Detesto abrir con un tópico, pero es posible que sea cierto que los polos opuestos se atraen. Esa sería una buena manera de explicar qué es lo que encontró una cineasta preocupada por la sensibilidad pura, casi etérea, en las páginas de una novela fundamentalmente carnal. “El animal moribundo” fue el tardío cierre de una trilogía que el novelista Philip Roth abrió allá por 1972 y consagró a la figura de David Kapesh, ficticio profesor de literatura (y probable alter ego) que, en esta ocasión, desarrollaba una atracción casi autodestructiva hacia una de sus jóvenes alumnas. Coixet pasa muy de puntillas por ese potente componente sexual de la relación, pero conserva su esencia: así, “Elegy” acaba manteniendo un diálogo poco convencional con su modelo, que se adapta como un guante a ese intimismo melancólico que la realizadora lleva perfeccionando desde “Mi vida sin mí”. Puede que la película sólo tenga un 35% de Roth, pero ese porcentaje pesa mucho en el resultado final.
Era casi una obligación que Penélope Cruz acabara interpretando algún día a Consuela Castillo, ese oscuro objeto de deseo que, en la prosa de Roth, es comparable a una modelo de Modigliani. También Ben Kingsley está perfecto en la piel del otoñal Kapesh, muy lejos de las tormentas de intensidad y mal rollo a las que el protagonista de “Sexy Beast” acostumbra en esta etapa de su carrera. Cuando ambos están juntos, notamos ese halo de delicado magnetismo que muy pocos actores logran materializar. Naturalmente, Coixet sigue siendo Coixet (hay planos tan relamidos que podrían pasar por una referencia jocosa a la clásica bolsa de “American Beauty”), pero “Elegy” es una propuesta lo suficientemente conmovedora como para que pasemos por alto sus errores.




Abril 27th, 2008 - 3:56
he llegado a ver (en la vida real ) parejas similares, al principio uno cree q son padre e hija, deberia ser delito,estos casos acentua más mi misoginia, se sospecha que se trata de una cuestion economica (el amor ya llegara)
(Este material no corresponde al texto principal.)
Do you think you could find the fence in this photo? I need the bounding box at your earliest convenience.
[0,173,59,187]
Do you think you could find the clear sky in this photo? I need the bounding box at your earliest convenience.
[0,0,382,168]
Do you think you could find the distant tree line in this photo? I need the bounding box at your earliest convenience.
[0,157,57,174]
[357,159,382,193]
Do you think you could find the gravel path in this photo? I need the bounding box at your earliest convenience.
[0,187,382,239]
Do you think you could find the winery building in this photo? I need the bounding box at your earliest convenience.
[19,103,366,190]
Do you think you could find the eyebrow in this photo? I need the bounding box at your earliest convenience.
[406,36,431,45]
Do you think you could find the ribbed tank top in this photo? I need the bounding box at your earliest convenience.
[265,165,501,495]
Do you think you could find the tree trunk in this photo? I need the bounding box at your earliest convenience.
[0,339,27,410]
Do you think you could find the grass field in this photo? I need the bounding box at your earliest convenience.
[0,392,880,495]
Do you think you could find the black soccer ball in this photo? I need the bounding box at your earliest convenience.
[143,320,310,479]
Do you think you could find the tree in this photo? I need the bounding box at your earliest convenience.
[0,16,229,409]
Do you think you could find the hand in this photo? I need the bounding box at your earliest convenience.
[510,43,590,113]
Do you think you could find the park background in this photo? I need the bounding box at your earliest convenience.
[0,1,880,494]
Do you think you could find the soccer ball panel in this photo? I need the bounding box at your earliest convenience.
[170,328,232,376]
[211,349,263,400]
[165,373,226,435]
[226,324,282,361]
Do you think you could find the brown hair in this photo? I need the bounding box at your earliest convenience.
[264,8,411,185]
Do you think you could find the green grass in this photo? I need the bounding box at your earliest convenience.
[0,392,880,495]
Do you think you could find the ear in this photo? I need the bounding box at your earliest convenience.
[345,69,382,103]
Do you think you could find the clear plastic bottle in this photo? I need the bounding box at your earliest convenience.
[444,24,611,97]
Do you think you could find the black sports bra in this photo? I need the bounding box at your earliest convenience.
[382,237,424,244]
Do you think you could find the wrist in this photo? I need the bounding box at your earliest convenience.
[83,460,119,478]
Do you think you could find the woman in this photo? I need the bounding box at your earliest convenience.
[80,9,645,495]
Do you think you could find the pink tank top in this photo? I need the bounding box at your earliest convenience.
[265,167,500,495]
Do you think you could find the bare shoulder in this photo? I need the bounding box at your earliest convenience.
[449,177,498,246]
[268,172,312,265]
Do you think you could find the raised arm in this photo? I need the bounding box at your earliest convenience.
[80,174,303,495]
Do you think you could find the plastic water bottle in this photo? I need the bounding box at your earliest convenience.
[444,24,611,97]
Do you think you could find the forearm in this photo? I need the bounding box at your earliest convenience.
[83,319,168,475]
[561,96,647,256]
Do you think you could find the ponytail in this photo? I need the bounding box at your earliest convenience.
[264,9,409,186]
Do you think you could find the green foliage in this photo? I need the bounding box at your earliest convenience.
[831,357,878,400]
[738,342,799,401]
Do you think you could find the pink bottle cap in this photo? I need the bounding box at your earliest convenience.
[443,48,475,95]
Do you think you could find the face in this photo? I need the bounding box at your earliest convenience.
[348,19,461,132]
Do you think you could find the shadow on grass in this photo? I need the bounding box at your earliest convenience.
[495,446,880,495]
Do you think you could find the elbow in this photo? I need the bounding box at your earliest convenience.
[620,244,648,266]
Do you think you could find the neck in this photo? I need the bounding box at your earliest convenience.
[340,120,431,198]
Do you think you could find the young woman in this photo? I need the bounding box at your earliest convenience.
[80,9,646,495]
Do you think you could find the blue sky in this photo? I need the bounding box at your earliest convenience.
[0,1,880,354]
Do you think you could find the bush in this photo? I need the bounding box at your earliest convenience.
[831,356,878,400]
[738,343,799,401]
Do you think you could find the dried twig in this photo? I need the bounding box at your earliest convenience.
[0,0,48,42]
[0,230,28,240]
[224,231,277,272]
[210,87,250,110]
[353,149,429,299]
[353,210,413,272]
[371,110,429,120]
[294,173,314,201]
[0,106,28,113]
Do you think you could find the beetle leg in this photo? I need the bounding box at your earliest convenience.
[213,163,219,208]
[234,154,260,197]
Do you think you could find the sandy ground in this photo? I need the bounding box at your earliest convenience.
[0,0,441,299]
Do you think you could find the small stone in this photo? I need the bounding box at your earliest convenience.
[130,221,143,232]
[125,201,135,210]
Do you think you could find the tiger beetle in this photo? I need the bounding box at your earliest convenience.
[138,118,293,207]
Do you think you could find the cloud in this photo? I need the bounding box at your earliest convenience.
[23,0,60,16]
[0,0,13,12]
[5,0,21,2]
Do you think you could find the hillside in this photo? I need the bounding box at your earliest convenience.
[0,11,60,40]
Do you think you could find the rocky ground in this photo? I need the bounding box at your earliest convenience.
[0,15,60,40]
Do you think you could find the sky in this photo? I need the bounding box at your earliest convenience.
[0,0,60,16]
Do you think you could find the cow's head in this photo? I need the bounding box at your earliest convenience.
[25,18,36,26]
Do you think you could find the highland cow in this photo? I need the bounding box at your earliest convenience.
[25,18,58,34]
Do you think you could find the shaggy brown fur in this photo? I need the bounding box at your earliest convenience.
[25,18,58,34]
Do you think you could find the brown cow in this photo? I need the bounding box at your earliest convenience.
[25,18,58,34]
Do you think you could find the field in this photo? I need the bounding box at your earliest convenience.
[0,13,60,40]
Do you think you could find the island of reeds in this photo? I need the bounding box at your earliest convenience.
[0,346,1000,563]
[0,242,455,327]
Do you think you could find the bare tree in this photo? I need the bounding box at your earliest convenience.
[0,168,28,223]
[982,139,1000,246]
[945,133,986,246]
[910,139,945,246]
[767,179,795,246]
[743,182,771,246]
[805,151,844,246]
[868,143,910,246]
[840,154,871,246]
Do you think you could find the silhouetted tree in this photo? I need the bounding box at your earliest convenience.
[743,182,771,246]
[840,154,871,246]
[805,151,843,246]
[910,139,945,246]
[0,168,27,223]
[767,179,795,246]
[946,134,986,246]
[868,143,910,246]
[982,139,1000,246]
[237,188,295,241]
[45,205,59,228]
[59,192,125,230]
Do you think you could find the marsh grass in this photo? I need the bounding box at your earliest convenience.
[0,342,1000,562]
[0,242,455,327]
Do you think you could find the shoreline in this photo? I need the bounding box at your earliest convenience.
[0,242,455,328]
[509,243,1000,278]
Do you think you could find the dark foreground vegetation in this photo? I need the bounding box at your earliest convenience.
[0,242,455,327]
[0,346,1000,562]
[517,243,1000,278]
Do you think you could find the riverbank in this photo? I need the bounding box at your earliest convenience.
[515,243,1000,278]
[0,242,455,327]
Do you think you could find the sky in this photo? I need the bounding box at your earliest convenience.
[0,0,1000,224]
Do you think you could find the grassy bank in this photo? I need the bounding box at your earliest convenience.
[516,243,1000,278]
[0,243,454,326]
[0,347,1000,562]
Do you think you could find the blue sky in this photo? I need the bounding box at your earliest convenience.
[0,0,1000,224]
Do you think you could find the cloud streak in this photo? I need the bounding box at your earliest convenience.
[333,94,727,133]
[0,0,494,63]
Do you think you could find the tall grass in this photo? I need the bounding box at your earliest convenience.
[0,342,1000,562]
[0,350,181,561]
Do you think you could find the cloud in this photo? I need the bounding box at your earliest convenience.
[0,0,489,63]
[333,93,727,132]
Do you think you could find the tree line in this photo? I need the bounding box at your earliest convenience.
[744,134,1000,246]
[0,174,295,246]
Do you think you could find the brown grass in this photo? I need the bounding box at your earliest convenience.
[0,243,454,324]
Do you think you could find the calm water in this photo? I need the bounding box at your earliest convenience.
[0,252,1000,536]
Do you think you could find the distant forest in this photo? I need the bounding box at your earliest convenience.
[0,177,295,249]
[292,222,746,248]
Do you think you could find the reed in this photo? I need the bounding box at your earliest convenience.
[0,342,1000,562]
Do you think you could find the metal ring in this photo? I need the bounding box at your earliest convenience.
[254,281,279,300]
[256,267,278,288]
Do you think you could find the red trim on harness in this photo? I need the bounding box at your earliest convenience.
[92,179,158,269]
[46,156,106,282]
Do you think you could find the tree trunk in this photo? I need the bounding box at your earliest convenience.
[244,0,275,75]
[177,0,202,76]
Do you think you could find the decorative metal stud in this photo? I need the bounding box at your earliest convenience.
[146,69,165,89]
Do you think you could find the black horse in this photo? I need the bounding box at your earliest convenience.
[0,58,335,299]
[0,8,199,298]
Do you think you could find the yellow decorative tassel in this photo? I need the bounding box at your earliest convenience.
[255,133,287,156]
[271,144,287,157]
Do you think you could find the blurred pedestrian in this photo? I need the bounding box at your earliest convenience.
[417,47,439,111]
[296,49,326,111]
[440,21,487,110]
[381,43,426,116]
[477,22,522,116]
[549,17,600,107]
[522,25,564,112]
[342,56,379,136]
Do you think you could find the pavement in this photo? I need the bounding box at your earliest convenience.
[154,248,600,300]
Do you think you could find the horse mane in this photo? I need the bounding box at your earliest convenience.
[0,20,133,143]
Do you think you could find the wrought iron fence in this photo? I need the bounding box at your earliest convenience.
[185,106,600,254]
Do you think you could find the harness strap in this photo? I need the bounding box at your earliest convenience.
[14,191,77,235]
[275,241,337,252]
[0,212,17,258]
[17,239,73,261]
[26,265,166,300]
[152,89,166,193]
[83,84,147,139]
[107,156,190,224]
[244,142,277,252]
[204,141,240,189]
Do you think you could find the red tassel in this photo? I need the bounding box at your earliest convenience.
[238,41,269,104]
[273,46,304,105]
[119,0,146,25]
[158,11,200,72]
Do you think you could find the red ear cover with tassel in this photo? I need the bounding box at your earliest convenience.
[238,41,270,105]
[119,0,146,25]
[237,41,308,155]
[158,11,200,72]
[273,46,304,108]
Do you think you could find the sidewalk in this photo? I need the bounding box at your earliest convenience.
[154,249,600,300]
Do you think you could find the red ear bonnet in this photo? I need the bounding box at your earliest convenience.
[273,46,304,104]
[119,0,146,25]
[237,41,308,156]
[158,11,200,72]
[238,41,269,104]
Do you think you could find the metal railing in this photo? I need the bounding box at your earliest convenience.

Esta historia pierde credibilidad, el viejo no es multimillonario como para beneficiarse de una joven hermosa de tal calibre, hubiese colado si la chica fuese poco agraciada fisicamente , o si el anciano fuese inculto y perverso (de este modo ignora pasear por la via publica con tal monumento y vivir sin ansiedad al ser objeto de todas las miradas) american beauty es mucho más sensata.